David: For much of the first half of the 20th century, before there was widespread plastic use.

Brian: That’s author David Taylor.

David: Cork in granulated form was used to seal and to insulate and to buffer things in industry. So whether it was in gaskets in car engines or to glaze windshields, there were many industrial uses for cork that we don’t think of today.

Brian: Found in countless consumer products, cork was a hidden necessity in everyday life. So imagine the alarm when an entire harvest of cork caught fire at the Crown Cork and Seal on September 17, 1940.

David: This was over a year before the US entered World War II, but there was already an atmosphere of paranoia and the fear of Nazi sabotage and activity on the East Coast, and so …

Brian: Because of course the war was flaring in Europe.

David: It was flaring in Europe and Germany was trying to keep the US out, and so it was basically using fear tactics to do that. And so there was ports and factories were on high alert, and then in this September late afternoon, suddenly the cork in the cork yard at Crown Cork and Seal burst into flame, and it was a tremendous fire covering like nine acres of cork in two nights of fire. It drew 400 firefighters. You could see the fire from as far away as Philadelphia some said.

Brian: Wow.

David: Yeah. It was the biggest fire in Baltimore of that century at that point. And so, it was just a spectacular in and of itself. And then the fact that it was that late in the fall, after the harvest of cork, it made it … It was that much bigger, and that much kind of more devastating because it wiped out basically a year’s supply of the cork.

Brian: At the time, the United States was the world’s leading importer of cork all of which came from European forests, and with Germany blockading the Atlantic, America’s cork supply was in serious peril.

David: That fire with its spectacle and the timing alerted the national security machinery basically to say, this is a potential vulnerability that we have. The foreign Commerce Department looked at what the flows of cork was and how cork was used in the defense industry and that we were ramping our role as the arsenal of democracy, and so the manufacturing was key, and it was at that September 1940. After that you see that cork goes under allotment the way that rubber goes in.

Brian: And is that because so much was wiped out in this one fire or because as a result of the fire, they said, wait a second, we better really start allocating this.

David: I think it was more the latter that it was the attention that it drew to this fact that we were completely reliant on a foreign supply of this natural product.

Brian: Almost immediately after the fire, rumors of sabotage began to circulate, and they weren’t entirely unfounded.

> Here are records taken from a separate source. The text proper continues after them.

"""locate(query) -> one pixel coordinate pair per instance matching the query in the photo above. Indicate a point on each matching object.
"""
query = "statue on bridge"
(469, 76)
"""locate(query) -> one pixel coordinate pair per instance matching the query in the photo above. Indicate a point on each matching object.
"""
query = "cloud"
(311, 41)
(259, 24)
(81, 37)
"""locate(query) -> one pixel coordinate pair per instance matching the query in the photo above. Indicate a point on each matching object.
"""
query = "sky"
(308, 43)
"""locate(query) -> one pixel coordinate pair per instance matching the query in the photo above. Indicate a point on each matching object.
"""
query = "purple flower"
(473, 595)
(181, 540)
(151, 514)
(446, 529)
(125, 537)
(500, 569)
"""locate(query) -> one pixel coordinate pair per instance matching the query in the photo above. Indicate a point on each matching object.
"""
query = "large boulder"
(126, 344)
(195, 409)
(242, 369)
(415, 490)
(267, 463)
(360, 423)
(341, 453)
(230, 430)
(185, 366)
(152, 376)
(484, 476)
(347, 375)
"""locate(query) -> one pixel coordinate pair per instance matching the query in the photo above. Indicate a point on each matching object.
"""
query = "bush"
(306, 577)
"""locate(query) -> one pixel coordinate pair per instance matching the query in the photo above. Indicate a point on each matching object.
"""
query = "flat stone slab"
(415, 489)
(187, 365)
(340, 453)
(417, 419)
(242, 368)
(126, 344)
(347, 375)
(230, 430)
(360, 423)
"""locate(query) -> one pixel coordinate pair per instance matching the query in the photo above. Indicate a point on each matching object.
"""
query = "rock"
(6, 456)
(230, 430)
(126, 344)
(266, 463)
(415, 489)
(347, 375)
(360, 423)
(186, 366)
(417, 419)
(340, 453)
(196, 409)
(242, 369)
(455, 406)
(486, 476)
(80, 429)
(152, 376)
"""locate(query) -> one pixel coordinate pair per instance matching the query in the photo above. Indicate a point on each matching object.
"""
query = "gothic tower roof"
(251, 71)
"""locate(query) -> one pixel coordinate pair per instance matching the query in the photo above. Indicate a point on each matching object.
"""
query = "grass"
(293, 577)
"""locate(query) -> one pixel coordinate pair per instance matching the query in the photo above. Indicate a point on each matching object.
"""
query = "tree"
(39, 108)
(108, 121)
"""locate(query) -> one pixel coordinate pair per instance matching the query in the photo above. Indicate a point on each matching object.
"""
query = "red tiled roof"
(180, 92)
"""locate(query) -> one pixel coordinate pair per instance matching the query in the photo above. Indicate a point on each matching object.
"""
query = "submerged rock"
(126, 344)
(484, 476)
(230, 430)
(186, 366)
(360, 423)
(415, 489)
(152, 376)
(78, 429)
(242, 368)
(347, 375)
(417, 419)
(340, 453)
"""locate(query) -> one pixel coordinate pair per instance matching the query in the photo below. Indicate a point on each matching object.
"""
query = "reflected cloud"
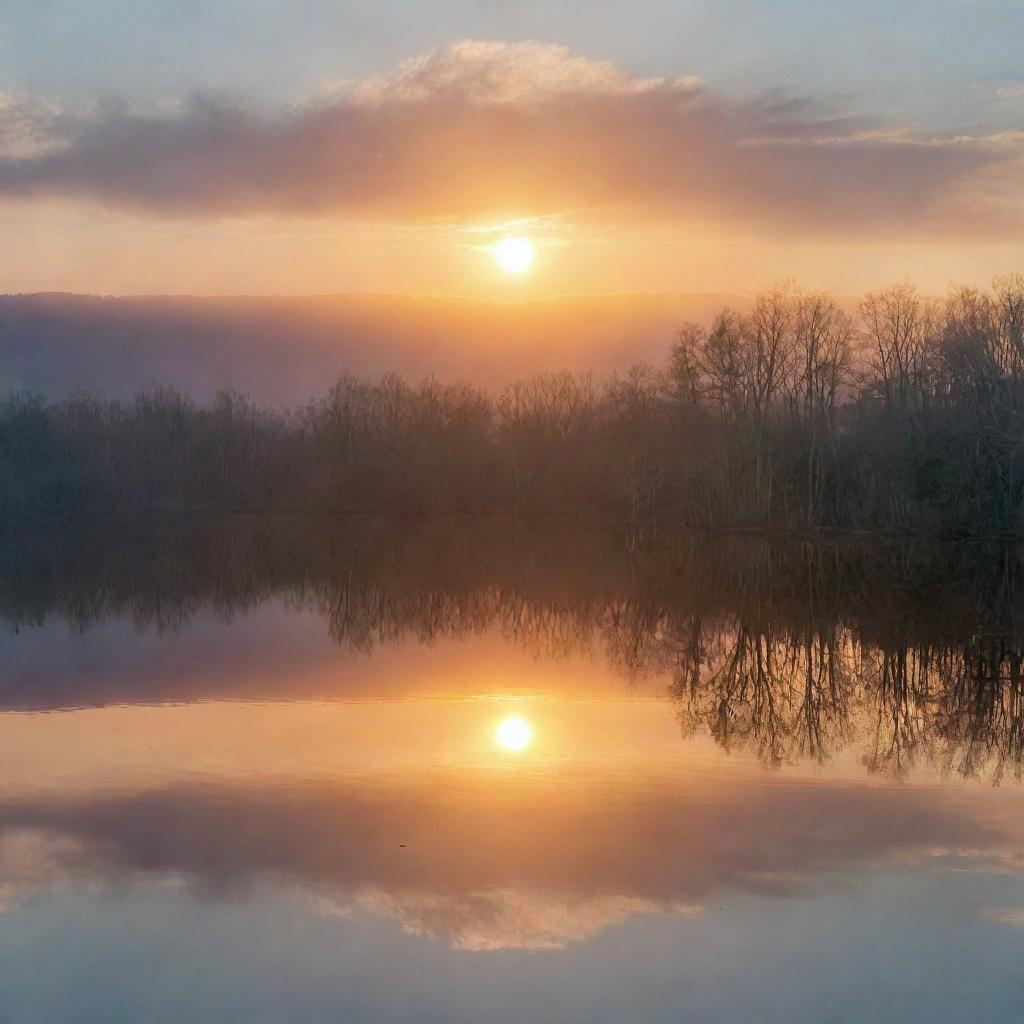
(519, 863)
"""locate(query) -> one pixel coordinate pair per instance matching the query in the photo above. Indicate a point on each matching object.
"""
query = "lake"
(283, 769)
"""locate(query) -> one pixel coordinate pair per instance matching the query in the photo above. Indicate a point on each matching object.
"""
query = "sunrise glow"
(514, 734)
(514, 255)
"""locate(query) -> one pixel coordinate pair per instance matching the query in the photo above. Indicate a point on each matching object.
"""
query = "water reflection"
(318, 767)
(909, 653)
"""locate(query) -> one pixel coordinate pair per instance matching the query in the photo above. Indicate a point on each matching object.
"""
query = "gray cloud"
(493, 129)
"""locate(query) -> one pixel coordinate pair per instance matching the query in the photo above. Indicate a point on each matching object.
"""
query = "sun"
(514, 255)
(514, 733)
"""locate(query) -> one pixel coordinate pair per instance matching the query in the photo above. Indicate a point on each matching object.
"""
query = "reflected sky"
(247, 817)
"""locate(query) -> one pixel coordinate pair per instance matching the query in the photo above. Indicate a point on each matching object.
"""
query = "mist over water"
(285, 733)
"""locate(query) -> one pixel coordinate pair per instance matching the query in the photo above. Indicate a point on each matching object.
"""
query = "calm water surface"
(267, 771)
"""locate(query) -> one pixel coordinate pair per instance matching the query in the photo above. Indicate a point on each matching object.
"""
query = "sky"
(668, 145)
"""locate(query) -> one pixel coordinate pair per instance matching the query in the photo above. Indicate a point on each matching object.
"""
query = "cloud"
(483, 130)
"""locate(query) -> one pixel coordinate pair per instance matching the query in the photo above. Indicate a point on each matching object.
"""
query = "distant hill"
(289, 349)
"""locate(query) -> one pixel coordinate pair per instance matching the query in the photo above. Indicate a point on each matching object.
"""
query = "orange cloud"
(488, 129)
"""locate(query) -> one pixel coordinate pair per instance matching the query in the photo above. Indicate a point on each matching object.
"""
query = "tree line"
(902, 414)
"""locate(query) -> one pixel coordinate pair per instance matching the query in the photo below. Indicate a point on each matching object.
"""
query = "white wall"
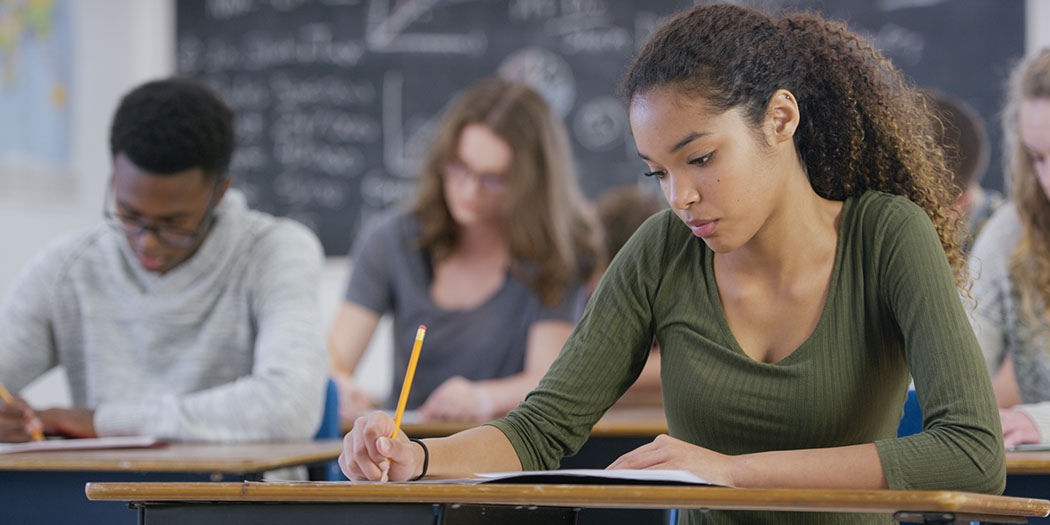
(117, 44)
(1037, 24)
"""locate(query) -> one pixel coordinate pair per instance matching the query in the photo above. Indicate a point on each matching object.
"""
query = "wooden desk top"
(631, 422)
(1028, 462)
(237, 458)
(582, 496)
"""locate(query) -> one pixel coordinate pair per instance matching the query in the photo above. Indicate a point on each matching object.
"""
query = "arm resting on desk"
(281, 399)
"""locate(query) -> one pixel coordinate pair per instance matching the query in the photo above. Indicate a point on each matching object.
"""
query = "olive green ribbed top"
(891, 308)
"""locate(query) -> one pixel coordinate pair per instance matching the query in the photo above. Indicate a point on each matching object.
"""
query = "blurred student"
(622, 210)
(809, 266)
(186, 315)
(1011, 264)
(962, 133)
(490, 256)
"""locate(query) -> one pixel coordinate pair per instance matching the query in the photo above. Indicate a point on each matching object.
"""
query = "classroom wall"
(117, 45)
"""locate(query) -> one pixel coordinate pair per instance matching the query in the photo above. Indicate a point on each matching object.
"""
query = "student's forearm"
(481, 449)
(506, 393)
(854, 466)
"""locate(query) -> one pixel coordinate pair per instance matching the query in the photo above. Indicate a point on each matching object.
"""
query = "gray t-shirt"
(391, 273)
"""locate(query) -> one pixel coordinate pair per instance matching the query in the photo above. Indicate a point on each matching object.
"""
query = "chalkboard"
(336, 99)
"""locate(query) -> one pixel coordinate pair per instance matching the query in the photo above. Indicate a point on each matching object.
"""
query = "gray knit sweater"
(1001, 328)
(225, 347)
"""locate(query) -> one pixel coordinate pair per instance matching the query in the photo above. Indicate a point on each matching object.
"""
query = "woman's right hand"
(369, 454)
(18, 421)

Glaring questions emerged about the timing of the fire, which erupted after a new shipment of cork had just arrived, and multiple stories of Nazi spy activity on the East Coast made headline news.

David: The FBI at that point of the fire had already been tracking a real Nazi spy ring based in Long Island. A man named Fritz Duquesne had started it, but he did have plans for infrastructure bombing and disruption, and so when their ring was actually arrested a few months later after the fire, it just validated public concerns that there were these hidden forces at play.

Brian: Taking these suspicions into account, the FBI launched a secret investigation into the origins of the fire. Agents descended on Baltimore to collect any information related to the incident, but in the end, the investigation found no evidence of foul play.

David: One of the articles later during the time took a look at these, a bunch of these factory fire and explosion instances, and saying at that point, fire forensics was so early that a fire would destroy the evidence of its origins.

Brian: Sure.

David: And so it’s not surprising there was no conclusive finding at the time. For me, it’s a less critical about whether or not it was deliberately started, but what’s interesting is how the response pushed this company and the whole sector into the limelight of national security.

Brian: A few months before America entered World War II, the government declared cork a critical material for national security. And someone in the cork industry mounted a campaign to plant cork trees on US soil in an effort to reduce the country’s dependence on the European supply of cork.

David: Crown Cork and Seal’s owner, Charles McManus Sr., said well maybe we can grow our way out of this crisis, and grow our way out of this vulnerability, and he worked with agronomists and arborists to say what zones can we grow cork in? And he developed a public campaign working with state governors and state forest agencies and 4H clubs.

Brian: So I have Arizona in mind.

David: Yes.

Brian: Is that where it was?

David: Well, it was the whole arc across the South from Maryland to Louisiana to, yes, Arizona and California. The whole sweep of the country that way growing cork.

Brian: And did that every get put into production or does it take longer than that?

David: It’s interesting. That’s what intrigued me to read about this campaign. It’s such a longterm investment. It would take 20 years before you could harvest from the trees, but it was for morale and for potentially other reasons, it was worthwhile doing, and so you had millions of cork oak seedlings planted and you had people checking out the quality of cork, practicing harvesting, trying to get that practice going in case it caught on for the industry.

Brian: David says some of those cork trees are still part of the landscape today. The living monuments to the devastating fire that erupted at the Crown Cork and Seal factory in September 1940.

David: I’ve also heard from people in the Carolinas that say, yes, in fact my father, a farmer, was really intrigued by this campaign, and so we planted cork, and they’re still alive and still growing. So there are some in the landscape. I think in many places they’re sort of incognito, ’cause people don’t know where they came from originally, but if you see a 70 or 80 year old tree, and it looks like its bark is sort of woolied and spongy feeling, check it out, it could be a cork tree.

Brian: David Taylor is a freelance writer and the author of many books, including Cork Wars: Intrigue and Industry in World War II.